Au deuxième jour de son voyage aux États-Unis, le chef néo-démocrate a présenté ses positions sur l'économie et l'environnement devant le Woodrow Wilson Center. Mais il a aussi dû défendre sa capacité à maintenir l'unité nationale du Canada en cas de victoire du NPD aux prochaines élections.

«Avec la défection et le débat sur la Loi sur la clarté, comment pouvez-vous rassurer les Américains sur le fait que, lorsqu'il formera le gouvernement, le NPD, fort de sa base québécoise, sera d'abord stable et ensuite fédéraliste?», a demandé un représentant du Lexington Institute, groupe de recherche de droite.

M. Mulcair a d'abord souligné que l'élection de 59 députés néo-démocrates au Québec en mai 2011 est importante: c'est la première fois en une génération que les Québécois optent pour un parti fédéraliste. Il a également noté que M. Patry a quitté les rangs de son parti justement parce qu'il le juge trop fédéraliste.

«Le départ de ce collègue a ouvert un corridor beaucoup plus large pour nous, a-t-il affirmé. Les Canadiens réalisent maintenant que nous sommes un parti fédéraliste qui défend fermement le Canada, mais qui prône une meilleure place pour le Québec au sein du Canada.»

M. Mulcair estime que la Déclaration de Sherbrooke, document politique adopté en 2006, vise justement à clore le débat sur la question nationale en permettant au Québec de trouver son compte dans le Canada. Le document répond à «des décennies de provocation» de la part des partis fédéraux, dont l'objectif était d'agiter le spectre de la séparation pour recueillir des votes à l'extérieur du Québec.

Le leader néo-démocrate a été vivement critiqué au Canada anglais pour sa proposition de modifier la Loi sur la clarté référendaire afin qu'Ottawa reconnaisse un référendum gagné avec une majorité de 50% plus un vote. Le projet de loi a mené à la défection de M. Patry, qui s'oppose aussi à une autre disposition du texte voulant que la question référendaire devait être claire.

Les conservateurs se sont régalés de cette défection, en qualifiant le NPD de «bloc orange» et en le dépeignant comme un nid de «séparatistes».

Un Canada méconnaissable

M. Mulcair a profité de la tribune pour dénoncer le gouvernement Harper au sujet de sa politique étrangère et de son bilan environnemental. Il a rappelé que le Canada était autrefois considéré comme un artisan de la paix dans le monde, ce qu'il n'est plus aujourd'hui.
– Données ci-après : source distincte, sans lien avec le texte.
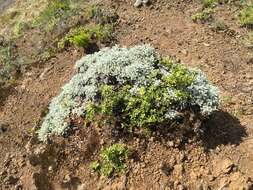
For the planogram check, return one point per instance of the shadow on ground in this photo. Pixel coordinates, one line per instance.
(221, 129)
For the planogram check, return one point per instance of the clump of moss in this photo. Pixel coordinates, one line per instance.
(84, 36)
(112, 161)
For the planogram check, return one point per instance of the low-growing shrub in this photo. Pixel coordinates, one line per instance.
(112, 161)
(131, 88)
(8, 63)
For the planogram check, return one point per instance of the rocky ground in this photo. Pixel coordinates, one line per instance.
(222, 158)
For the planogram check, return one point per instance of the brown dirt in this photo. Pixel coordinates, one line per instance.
(221, 159)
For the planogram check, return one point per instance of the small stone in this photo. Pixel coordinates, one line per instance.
(170, 143)
(224, 167)
(3, 127)
(179, 169)
(1, 40)
(180, 187)
(66, 179)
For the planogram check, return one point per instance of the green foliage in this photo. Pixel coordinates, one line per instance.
(95, 166)
(130, 88)
(204, 15)
(113, 160)
(246, 15)
(83, 36)
(149, 104)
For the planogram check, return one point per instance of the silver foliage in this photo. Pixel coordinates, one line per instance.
(117, 65)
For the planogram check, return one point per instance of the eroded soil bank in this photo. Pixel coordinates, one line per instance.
(221, 159)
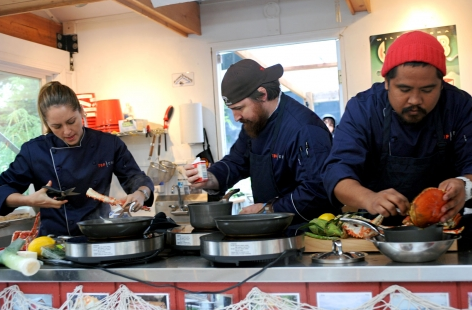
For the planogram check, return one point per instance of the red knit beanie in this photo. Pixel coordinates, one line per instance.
(415, 46)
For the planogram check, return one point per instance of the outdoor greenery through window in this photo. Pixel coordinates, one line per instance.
(19, 120)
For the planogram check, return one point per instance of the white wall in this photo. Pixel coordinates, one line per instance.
(132, 58)
(24, 57)
(403, 15)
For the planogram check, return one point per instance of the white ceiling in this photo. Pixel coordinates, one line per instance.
(96, 9)
(77, 12)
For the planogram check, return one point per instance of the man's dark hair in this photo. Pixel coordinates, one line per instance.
(393, 73)
(272, 88)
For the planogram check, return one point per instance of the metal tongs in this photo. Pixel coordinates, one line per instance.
(58, 194)
(120, 211)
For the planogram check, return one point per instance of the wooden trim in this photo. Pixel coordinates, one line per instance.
(312, 66)
(367, 6)
(10, 7)
(184, 18)
(351, 8)
(358, 6)
(31, 27)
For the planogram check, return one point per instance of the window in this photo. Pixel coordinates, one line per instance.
(310, 77)
(19, 120)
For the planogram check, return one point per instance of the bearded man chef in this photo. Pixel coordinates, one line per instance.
(399, 137)
(281, 146)
(70, 155)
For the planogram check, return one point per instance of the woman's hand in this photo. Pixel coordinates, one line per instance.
(42, 200)
(138, 197)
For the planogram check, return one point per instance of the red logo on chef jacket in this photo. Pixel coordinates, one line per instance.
(105, 164)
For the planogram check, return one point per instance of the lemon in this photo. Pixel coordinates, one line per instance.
(327, 216)
(37, 243)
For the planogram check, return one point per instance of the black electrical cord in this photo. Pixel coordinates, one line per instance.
(282, 255)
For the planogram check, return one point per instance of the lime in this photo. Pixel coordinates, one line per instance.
(327, 216)
(37, 243)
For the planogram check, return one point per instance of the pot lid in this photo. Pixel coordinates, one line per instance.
(337, 256)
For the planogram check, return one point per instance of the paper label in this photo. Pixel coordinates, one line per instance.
(241, 249)
(183, 239)
(99, 250)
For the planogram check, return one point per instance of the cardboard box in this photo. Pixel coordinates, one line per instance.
(127, 125)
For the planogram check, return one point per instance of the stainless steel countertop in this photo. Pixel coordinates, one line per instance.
(452, 266)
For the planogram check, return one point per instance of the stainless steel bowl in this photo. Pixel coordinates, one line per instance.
(415, 252)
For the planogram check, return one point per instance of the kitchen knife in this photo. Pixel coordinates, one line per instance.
(152, 146)
(167, 117)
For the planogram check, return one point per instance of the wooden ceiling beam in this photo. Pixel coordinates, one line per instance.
(358, 6)
(10, 7)
(184, 18)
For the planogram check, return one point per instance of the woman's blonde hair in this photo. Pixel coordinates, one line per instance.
(56, 94)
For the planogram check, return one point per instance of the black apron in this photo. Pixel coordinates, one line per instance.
(264, 187)
(409, 176)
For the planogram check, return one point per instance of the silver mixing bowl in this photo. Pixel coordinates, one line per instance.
(415, 252)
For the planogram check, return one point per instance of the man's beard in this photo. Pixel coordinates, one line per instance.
(253, 129)
(413, 119)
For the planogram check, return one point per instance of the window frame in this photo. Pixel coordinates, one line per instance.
(230, 46)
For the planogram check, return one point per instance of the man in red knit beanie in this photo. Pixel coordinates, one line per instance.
(401, 136)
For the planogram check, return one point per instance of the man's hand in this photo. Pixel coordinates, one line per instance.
(255, 208)
(387, 203)
(455, 197)
(191, 173)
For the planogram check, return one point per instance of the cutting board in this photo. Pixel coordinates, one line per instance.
(313, 245)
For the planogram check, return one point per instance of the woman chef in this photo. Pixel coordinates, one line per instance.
(70, 155)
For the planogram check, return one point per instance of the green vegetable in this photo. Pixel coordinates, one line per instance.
(309, 234)
(9, 258)
(330, 228)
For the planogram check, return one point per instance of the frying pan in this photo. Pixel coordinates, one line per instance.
(402, 233)
(115, 227)
(202, 214)
(253, 225)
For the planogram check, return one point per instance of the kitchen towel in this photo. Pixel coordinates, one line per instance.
(191, 123)
(206, 153)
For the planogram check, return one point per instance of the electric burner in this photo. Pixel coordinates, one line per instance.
(218, 248)
(83, 250)
(186, 238)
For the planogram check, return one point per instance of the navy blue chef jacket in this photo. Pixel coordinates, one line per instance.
(357, 145)
(296, 174)
(89, 165)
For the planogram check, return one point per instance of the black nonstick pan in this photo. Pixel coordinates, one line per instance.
(115, 227)
(253, 225)
(402, 233)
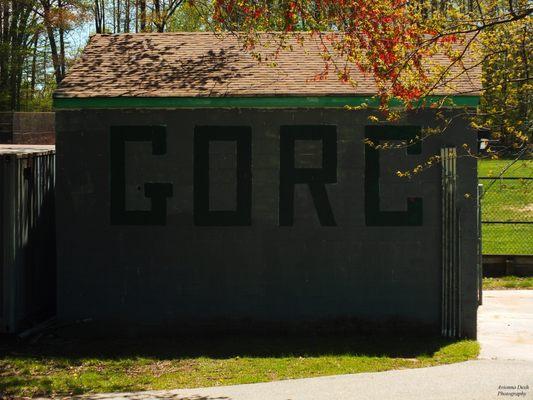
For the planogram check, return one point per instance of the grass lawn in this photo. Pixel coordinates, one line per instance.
(508, 282)
(54, 367)
(507, 200)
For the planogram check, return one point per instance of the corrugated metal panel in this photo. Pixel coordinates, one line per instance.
(27, 233)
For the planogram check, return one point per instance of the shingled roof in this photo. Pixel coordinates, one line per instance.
(209, 65)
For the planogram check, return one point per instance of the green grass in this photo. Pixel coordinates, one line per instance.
(493, 168)
(508, 282)
(507, 200)
(58, 368)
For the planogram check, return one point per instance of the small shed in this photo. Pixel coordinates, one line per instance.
(198, 188)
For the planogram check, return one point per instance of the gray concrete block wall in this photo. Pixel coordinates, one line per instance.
(181, 274)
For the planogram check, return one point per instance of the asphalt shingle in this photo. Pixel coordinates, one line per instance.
(196, 64)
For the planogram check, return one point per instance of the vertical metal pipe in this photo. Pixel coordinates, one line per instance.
(451, 308)
(479, 245)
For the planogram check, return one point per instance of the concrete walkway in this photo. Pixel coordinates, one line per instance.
(505, 325)
(505, 370)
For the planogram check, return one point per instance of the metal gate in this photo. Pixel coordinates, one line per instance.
(27, 236)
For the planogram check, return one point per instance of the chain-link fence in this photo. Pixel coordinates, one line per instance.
(507, 215)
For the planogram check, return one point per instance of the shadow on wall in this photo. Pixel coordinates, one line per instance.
(226, 346)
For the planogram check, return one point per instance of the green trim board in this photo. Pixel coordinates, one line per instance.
(250, 102)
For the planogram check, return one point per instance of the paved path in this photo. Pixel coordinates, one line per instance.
(472, 380)
(505, 325)
(505, 370)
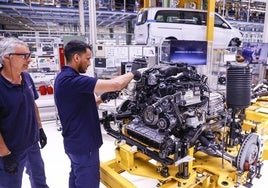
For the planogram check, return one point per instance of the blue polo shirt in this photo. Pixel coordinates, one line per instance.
(18, 123)
(78, 113)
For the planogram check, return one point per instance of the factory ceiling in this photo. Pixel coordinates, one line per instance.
(23, 16)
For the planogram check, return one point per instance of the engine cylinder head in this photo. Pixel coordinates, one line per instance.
(238, 86)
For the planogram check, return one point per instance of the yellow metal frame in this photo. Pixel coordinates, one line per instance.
(204, 172)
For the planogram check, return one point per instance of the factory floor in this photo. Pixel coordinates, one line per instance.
(57, 165)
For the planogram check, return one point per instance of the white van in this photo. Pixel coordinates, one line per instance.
(154, 25)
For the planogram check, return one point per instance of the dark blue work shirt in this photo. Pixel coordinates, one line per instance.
(18, 123)
(78, 113)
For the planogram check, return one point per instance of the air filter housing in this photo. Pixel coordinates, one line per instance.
(238, 87)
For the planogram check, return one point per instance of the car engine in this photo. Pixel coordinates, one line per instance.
(171, 110)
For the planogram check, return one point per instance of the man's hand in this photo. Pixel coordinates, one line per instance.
(107, 96)
(137, 75)
(42, 138)
(10, 164)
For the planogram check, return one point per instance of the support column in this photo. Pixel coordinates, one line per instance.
(92, 24)
(146, 3)
(265, 38)
(210, 37)
(128, 32)
(210, 20)
(265, 27)
(92, 34)
(81, 17)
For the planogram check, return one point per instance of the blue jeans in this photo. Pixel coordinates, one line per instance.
(32, 160)
(85, 170)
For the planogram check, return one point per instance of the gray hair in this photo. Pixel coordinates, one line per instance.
(7, 46)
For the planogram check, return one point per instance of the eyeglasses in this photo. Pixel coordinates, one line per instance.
(24, 55)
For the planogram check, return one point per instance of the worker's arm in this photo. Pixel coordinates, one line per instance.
(42, 135)
(37, 116)
(3, 147)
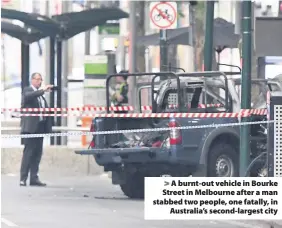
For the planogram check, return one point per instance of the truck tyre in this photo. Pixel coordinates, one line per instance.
(134, 186)
(223, 161)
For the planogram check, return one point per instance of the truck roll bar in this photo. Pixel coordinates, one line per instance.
(158, 74)
(212, 74)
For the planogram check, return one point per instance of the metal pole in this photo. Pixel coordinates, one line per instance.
(192, 37)
(59, 84)
(132, 53)
(163, 51)
(66, 7)
(208, 49)
(52, 81)
(246, 83)
(87, 33)
(238, 17)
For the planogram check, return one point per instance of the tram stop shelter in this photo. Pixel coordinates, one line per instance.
(58, 28)
(224, 36)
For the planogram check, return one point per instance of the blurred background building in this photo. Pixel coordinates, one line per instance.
(114, 36)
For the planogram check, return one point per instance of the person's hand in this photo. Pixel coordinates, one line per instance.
(47, 88)
(119, 98)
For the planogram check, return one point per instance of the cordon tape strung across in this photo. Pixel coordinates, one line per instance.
(71, 112)
(93, 108)
(134, 130)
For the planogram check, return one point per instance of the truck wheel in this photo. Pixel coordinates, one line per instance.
(223, 161)
(134, 186)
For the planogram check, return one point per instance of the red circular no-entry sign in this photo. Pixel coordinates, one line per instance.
(163, 15)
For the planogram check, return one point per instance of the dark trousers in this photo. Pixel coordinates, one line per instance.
(32, 154)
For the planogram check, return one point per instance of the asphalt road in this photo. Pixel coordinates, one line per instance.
(73, 202)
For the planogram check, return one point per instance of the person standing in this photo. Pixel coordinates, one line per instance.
(32, 97)
(120, 96)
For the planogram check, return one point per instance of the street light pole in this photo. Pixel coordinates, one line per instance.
(246, 83)
(208, 49)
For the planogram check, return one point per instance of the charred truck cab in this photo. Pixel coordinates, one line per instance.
(196, 149)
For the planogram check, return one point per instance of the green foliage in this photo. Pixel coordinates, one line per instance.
(200, 11)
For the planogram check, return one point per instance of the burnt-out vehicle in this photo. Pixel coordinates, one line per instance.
(170, 144)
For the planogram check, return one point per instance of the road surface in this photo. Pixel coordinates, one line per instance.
(73, 202)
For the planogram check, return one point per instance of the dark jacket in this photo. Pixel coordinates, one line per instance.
(29, 124)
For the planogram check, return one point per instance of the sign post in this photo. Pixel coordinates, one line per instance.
(163, 16)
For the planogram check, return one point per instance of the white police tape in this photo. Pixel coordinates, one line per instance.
(134, 130)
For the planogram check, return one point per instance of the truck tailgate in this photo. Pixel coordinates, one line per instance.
(127, 155)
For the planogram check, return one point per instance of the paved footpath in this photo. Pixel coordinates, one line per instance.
(72, 202)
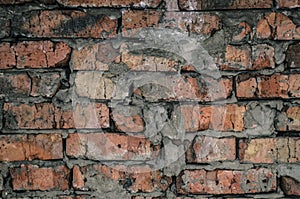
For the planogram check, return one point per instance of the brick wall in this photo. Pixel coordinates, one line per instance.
(150, 99)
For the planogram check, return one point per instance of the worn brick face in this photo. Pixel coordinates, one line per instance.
(277, 26)
(232, 4)
(18, 84)
(64, 23)
(133, 178)
(269, 150)
(113, 3)
(221, 118)
(208, 149)
(226, 181)
(290, 186)
(32, 177)
(109, 146)
(29, 147)
(275, 86)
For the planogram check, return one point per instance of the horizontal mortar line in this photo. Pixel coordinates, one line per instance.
(229, 10)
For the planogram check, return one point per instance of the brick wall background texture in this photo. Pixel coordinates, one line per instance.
(149, 99)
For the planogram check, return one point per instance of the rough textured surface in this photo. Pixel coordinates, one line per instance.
(153, 99)
(226, 181)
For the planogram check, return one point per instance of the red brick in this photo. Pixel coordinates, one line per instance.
(5, 28)
(277, 26)
(258, 57)
(45, 84)
(141, 178)
(292, 58)
(192, 22)
(270, 150)
(274, 86)
(290, 120)
(48, 116)
(7, 56)
(221, 118)
(226, 181)
(245, 31)
(109, 146)
(64, 24)
(238, 55)
(209, 149)
(113, 3)
(32, 177)
(29, 147)
(29, 116)
(128, 119)
(78, 178)
(289, 3)
(15, 84)
(41, 54)
(290, 186)
(94, 85)
(231, 4)
(14, 1)
(135, 20)
(91, 116)
(94, 57)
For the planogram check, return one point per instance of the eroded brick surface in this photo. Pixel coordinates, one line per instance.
(209, 149)
(65, 24)
(274, 86)
(32, 177)
(231, 4)
(29, 147)
(109, 146)
(226, 181)
(268, 150)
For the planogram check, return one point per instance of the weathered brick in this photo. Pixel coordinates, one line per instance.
(128, 119)
(5, 27)
(270, 150)
(91, 116)
(32, 177)
(113, 3)
(274, 86)
(289, 3)
(43, 54)
(34, 54)
(94, 57)
(45, 84)
(109, 146)
(257, 57)
(48, 116)
(14, 1)
(221, 118)
(29, 147)
(277, 26)
(133, 178)
(64, 24)
(7, 56)
(292, 56)
(209, 149)
(226, 181)
(238, 55)
(243, 32)
(289, 120)
(187, 88)
(290, 186)
(94, 85)
(192, 22)
(231, 4)
(29, 116)
(135, 20)
(15, 85)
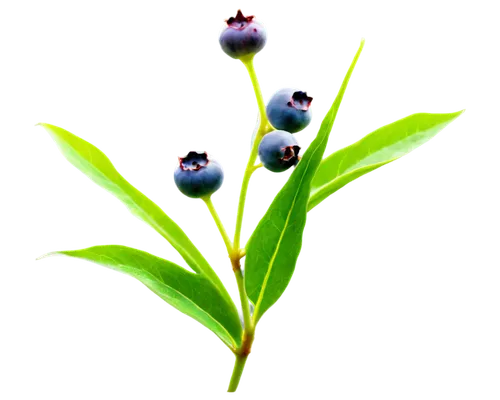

«Le Canada que les conservateurs projettent sur la scène internationale n'est plus reconnaissable aux yeux des pays avec lesquels nous travaillons étroitement, et il n'est plus reconnaissable pour nous-mêmes», a-t-il dénoncé.

Il a rappelé le retrait du Canada du protocole de Kyoto et les nombreux accrocs entre Ottawa et les Nations unies.

«Ce n'est pas productif, a dit M. Mulcair. C'est une manière d'apaiser sa base de droite, mais ce n'est pas une manière de faire avancer le monde.»

Opposition à Keystone XL

Le chef du NPD a par ailleurs réitéré ses critiques envers l'oléoduc Keystone XL, qui acheminerait du pétrole des sables bitumineux vers les raffineries américaines du golfe du Mexique. À ses yeux, il faut d'abord expédier la ressource vers le marché de l'est du Canada plutôt que de l'exporter.

Cette stratégie permettrait d'assurer l'indépendance énergétique du Canada tout en créant des emplois ici. Elle permettrait aussi d'éviter des situations comme celle de la raffinerie Ultramar de Lévis, qui doit s'approvisionner en pétrole brut provenant du Texas.

«Notre priorité, comme n'importe quel État-nation, devrait être de créer des emplois dans notre propre pays avec nos propres ressources naturelles, a-t-il dit. De la valeur ajoutée, c'est un principe de base que tout le monde devrait privilégier.»